September 20, 2016 (JUBA) - A former South Sudan newspaper editor who quit journalism for politics, has tendered in his resignation and terminated his membership from the armed opposition movement he joined after a peace deal was signed in 2015.
- South Sudanese journalist and editor, Nhial Bol , reads a copy of the Juba Monitor, with a heading referring to the killing of journalist Peter Moi of The New Nation newspaper, on August 21, 2015 (Photo AFP/Samir Bol)
Nhial Bol Akeen, former chief editor of the now defunct The Citizen newspaper told Sudan Tribune Tuesday that he wrote to the SPLM-IO leadership under First Vice President Taban Deng Gai, informing him he wanted to go into private life.
“I just want to inform you that I have decided to leave politics. I have resigned from SPLM-IO. I have written to the First Vice President, General Taban Deng Gai of my decision”, Akeen said Tuesday.
The veteran journalist said he joined the movement hoping to see reforms in the party.

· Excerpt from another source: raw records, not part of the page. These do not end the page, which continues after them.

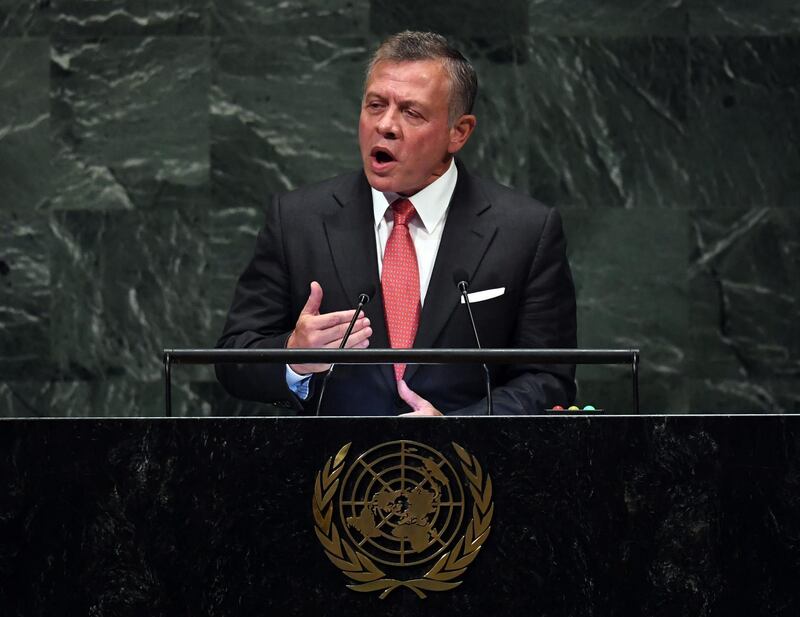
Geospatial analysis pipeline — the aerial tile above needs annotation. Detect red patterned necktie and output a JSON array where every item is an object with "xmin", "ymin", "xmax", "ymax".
[{"xmin": 381, "ymin": 199, "xmax": 420, "ymax": 381}]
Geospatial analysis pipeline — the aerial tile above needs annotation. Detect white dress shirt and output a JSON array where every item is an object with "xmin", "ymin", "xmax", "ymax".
[{"xmin": 286, "ymin": 160, "xmax": 458, "ymax": 392}]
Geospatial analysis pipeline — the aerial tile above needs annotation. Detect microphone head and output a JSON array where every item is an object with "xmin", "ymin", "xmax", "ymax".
[
  {"xmin": 453, "ymin": 268, "xmax": 469, "ymax": 289},
  {"xmin": 358, "ymin": 283, "xmax": 375, "ymax": 304}
]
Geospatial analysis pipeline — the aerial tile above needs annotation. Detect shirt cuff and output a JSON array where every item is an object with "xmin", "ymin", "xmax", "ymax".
[{"xmin": 286, "ymin": 364, "xmax": 311, "ymax": 401}]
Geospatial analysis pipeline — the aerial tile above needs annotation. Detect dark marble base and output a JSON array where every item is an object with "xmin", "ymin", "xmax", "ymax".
[{"xmin": 0, "ymin": 416, "xmax": 800, "ymax": 617}]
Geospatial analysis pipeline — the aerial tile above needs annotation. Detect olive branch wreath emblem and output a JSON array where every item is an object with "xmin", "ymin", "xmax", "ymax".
[{"xmin": 312, "ymin": 442, "xmax": 494, "ymax": 599}]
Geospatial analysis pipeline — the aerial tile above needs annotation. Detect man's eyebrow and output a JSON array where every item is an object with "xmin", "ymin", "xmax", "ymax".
[{"xmin": 364, "ymin": 90, "xmax": 425, "ymax": 109}]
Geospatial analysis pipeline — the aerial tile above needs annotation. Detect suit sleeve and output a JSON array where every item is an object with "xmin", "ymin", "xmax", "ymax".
[
  {"xmin": 215, "ymin": 197, "xmax": 302, "ymax": 410},
  {"xmin": 448, "ymin": 209, "xmax": 577, "ymax": 415}
]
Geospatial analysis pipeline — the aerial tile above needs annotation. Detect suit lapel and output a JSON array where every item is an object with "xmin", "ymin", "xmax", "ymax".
[
  {"xmin": 404, "ymin": 166, "xmax": 497, "ymax": 381},
  {"xmin": 323, "ymin": 174, "xmax": 396, "ymax": 390}
]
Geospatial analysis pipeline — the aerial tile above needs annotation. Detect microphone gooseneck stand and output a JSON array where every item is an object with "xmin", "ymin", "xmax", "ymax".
[
  {"xmin": 314, "ymin": 293, "xmax": 371, "ymax": 416},
  {"xmin": 454, "ymin": 270, "xmax": 494, "ymax": 416}
]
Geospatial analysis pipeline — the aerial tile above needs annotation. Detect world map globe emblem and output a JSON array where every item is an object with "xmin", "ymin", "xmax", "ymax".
[{"xmin": 339, "ymin": 440, "xmax": 465, "ymax": 566}]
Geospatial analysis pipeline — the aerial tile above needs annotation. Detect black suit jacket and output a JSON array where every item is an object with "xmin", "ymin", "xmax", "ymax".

"When I decided to join the SPLM-IO, I was hoping there would be reforms. But the way I am looking at the things, nothing is going to change. So I decide to leave and retire to my private life because the kind of politics I am seeing is like a detention cell. There are not going to be reforms. You know that the country is now being run without the constitution. So how will work on reform if there is no constitution? Until the constitutional review committee has not completed its work. It is a difficult situation. South Sudan now is a country without constitution”, he explained.
Akeen’s abrupt resignation, analysts say, affects hope for reforms in South Sudan.
According to the outspoken scribe, influential politicians are "trying to establish control over financial resources - first and foremost and the defense industry instead of using the agreement to address the root cause of the conflict by embarking on reforms.
Akeen said he was afraid whether South Sudan’s new first vice president would champion reforms in accordance with the stipulations of the peace agreement signed in August last year.